The summit is a “unique opportunity” to renew transatlantic ties, according to NATO Secretary-General Jens Stoltenberg.

Brussels’ town hall in the historic Grand Place will be illuminated in NATO’s signature blue on Sunday night while the Belgian capital’s famed bronze fountain of a boy urinating will also don a NATO-branded outfit on Monday.

“The first thing is for Biden to recommit to NATO’s collective defence,” Jamie Shea, a former senior NATO official who was at a 2018 summit at which Trump considered quitting the alliance.

Trump brought a television reality-show quality to the NATO summits he attended from 2017 to 2019, diplomats said, attracting international attention but also wearing down allies whom he called “delinquent” for not spending enough on defence.

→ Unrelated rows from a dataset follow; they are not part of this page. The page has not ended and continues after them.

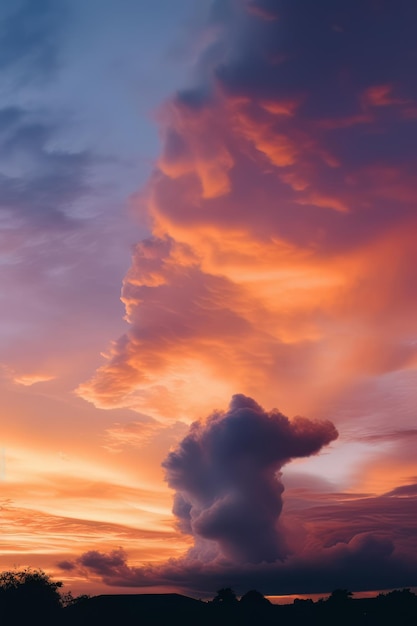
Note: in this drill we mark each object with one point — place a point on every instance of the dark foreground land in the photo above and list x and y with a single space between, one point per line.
30 597
398 609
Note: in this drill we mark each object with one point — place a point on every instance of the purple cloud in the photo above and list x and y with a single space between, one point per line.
224 473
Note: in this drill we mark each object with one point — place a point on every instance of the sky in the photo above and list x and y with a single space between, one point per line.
208 333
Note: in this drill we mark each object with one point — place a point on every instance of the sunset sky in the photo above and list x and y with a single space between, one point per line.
208 296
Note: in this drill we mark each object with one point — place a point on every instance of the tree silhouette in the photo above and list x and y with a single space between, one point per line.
28 594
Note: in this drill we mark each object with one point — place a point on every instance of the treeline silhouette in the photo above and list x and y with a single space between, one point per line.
31 597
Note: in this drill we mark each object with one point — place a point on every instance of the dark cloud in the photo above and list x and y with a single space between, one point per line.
367 562
224 473
103 564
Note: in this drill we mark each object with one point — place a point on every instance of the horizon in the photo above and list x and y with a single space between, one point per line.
208 337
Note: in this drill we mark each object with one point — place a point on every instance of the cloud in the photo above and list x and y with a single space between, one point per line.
224 473
343 540
367 562
281 211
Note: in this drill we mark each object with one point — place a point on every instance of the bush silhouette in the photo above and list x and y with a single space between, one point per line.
27 595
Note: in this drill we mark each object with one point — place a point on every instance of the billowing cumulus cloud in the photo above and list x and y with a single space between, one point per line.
355 543
224 472
282 211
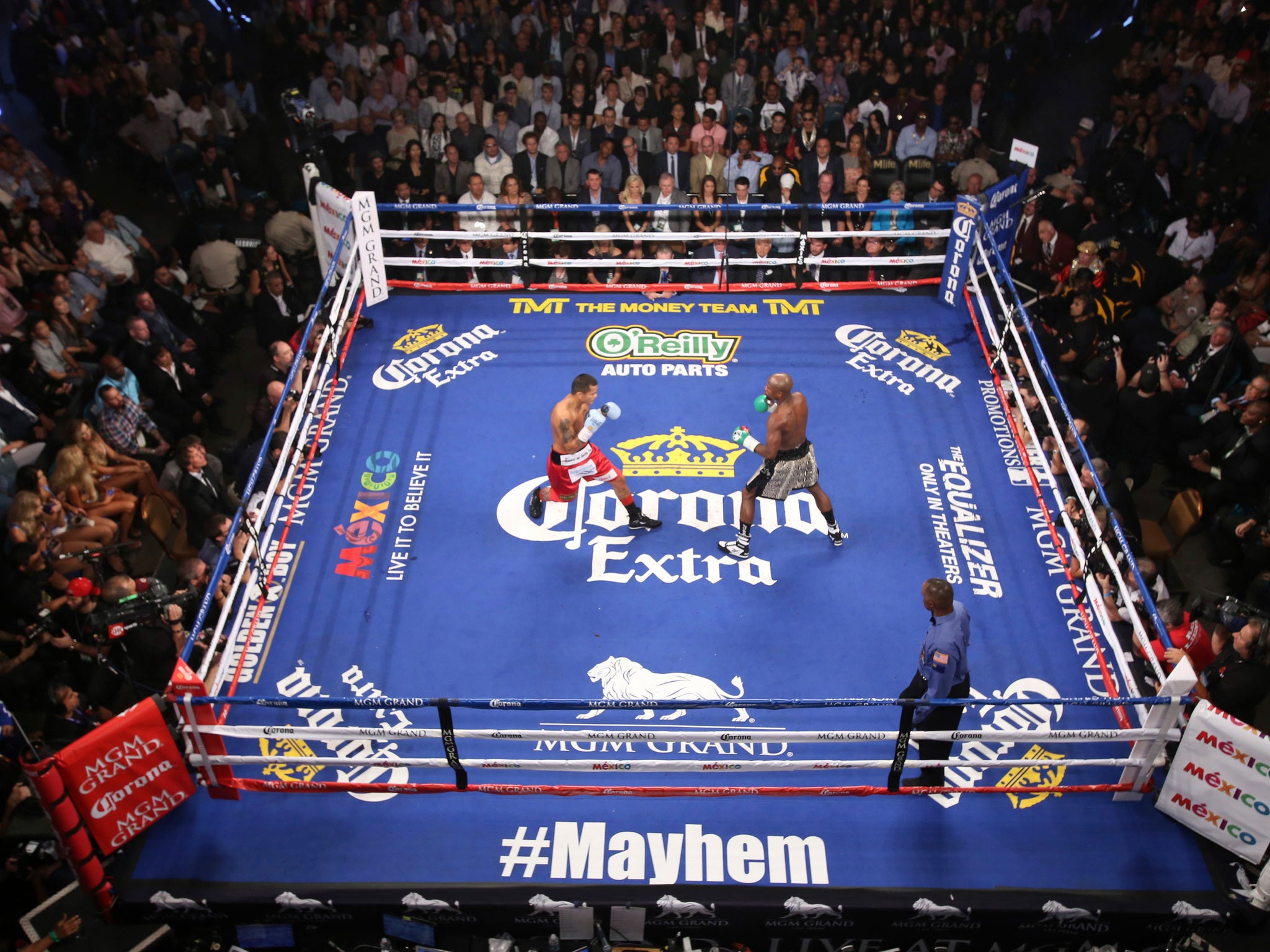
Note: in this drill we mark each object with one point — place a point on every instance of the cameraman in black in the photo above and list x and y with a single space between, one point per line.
150 648
1238 679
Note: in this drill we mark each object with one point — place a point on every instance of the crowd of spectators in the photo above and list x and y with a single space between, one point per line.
1146 255
117 322
1145 259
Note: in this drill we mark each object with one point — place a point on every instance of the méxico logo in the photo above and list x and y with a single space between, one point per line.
638 343
370 513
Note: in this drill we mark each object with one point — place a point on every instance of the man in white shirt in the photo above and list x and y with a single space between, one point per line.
477 195
916 140
196 121
440 102
548 106
379 104
340 112
110 253
1189 242
370 52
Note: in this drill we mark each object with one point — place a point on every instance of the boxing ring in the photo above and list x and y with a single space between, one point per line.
426 694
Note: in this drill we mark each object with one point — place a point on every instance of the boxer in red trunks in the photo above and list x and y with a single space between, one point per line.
575 459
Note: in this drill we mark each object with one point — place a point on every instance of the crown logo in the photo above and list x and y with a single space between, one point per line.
419 338
676 454
925 345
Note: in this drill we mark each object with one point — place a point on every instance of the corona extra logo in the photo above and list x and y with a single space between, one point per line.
638 343
1038 776
676 454
925 345
419 338
288 747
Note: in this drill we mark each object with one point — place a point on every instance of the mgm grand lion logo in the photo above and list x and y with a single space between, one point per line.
925 345
419 338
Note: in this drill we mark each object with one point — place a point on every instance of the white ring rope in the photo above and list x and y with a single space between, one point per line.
644 765
254 731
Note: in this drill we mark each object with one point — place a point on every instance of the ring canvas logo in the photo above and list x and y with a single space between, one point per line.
925 345
638 343
676 454
419 338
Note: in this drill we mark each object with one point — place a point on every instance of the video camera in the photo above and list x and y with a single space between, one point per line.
112 622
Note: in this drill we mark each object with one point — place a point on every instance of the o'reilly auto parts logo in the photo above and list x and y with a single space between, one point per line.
638 343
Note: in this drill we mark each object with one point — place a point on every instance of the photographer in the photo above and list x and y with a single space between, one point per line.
1238 678
66 723
153 643
1143 409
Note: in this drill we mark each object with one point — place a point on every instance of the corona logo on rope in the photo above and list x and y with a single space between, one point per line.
926 345
288 747
419 338
1039 776
676 454
638 343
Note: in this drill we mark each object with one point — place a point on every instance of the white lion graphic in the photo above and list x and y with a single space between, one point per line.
624 679
1186 913
670 906
174 904
796 906
1057 912
290 901
417 903
545 904
926 909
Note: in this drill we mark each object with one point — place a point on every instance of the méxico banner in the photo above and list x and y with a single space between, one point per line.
125 775
1001 213
1220 782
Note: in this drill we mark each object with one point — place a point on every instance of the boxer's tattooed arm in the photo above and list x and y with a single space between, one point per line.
568 432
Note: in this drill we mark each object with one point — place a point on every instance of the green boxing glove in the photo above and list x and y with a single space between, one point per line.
742 437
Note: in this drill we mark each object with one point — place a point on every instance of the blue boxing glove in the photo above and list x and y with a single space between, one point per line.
595 420
741 437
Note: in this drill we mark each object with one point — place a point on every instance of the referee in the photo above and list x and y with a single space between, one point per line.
943 671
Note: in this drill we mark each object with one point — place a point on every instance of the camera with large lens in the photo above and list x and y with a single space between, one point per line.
112 622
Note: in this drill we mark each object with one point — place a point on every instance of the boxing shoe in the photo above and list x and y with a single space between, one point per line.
643 522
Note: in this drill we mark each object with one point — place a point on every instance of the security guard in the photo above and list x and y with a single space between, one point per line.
943 671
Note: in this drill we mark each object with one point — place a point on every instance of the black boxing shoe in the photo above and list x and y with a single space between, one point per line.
643 522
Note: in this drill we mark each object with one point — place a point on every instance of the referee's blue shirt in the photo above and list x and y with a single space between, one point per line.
945 658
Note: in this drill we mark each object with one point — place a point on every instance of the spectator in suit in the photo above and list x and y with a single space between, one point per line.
603 163
531 167
20 418
818 163
713 254
563 172
768 273
737 89
1236 464
179 404
201 493
277 310
596 195
675 163
667 193
708 162
451 175
637 163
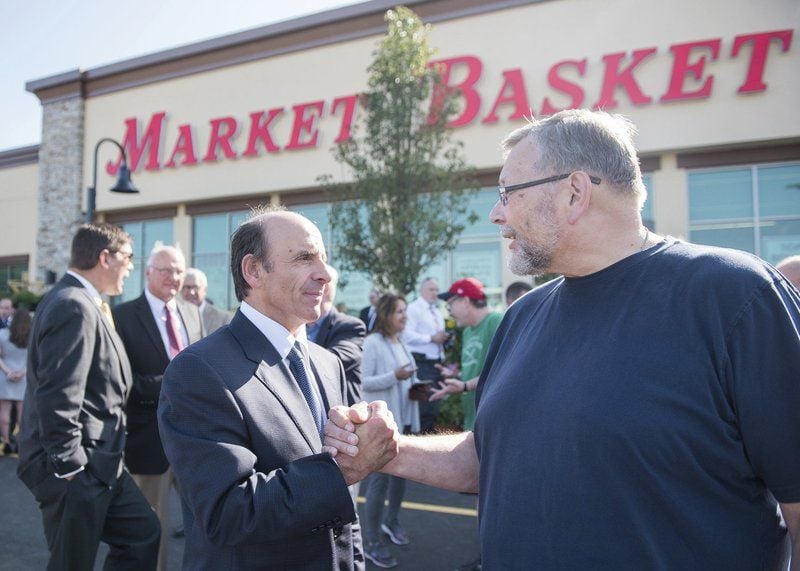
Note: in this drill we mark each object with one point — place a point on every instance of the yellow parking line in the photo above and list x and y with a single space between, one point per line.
433 508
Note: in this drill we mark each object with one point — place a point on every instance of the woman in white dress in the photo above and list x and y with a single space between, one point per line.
13 360
387 372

Biden has already annulled a Trump decision to pull U.S. troops out of Germany, although there is still American pressure for European allies to pay more towards their own security. Stoltenberg said on Friday that European allies, Turkey and Canada will have collectively increased their defence budgets by $260 billion by the end of 2021, compared to 2014.

“This summit with Biden should be a signal to the world that NATO is back,” said a senior European NATO diplomat who was also at the alliance during the Trump years.

“There was so much noise and it was a difficult time. But now we can actually talk about the things that matter, the defining security challenges of our time,” the envoy said.

Founded in 1949 to contain a military threat from the Soviet Union, NATO celebrated its 70th anniversary at a summit in London in December 2019.

Russia, climate change, Afghanistan and new technologies are on the menu of the day-long summit, which will culminate in a special leaders’ session in the amphitheatre-like North Atlantic Council chamber.

“I expect Allies will agree a new cyber defence policy for NATO,” Stoltenberg said. “It will recognise that cyberspace is contested at all times,” he told a news conference.

Having strengthened its capability to carry out its core mission of defending Europe following Russia’s 2014 annexation of Crimea, NATO now aims to be more ambitious.

In a twist of fate, the NATO summit will agree reforms to the alliance, known as NATO 2030, which were set in motion after Trump questioned its relevance.

Stoltenberg will set out nine areas where NATO could modernise over the medium term, including more joint allied funding of military operations. However, France has already expressed concern about the proposal, fearing it will take money away from national military priorities.

Leaders are likely to agree to draw up a new master strategy document, known as NATO’s Strategic Concept, to include China’s military rise as a challenge for the first time.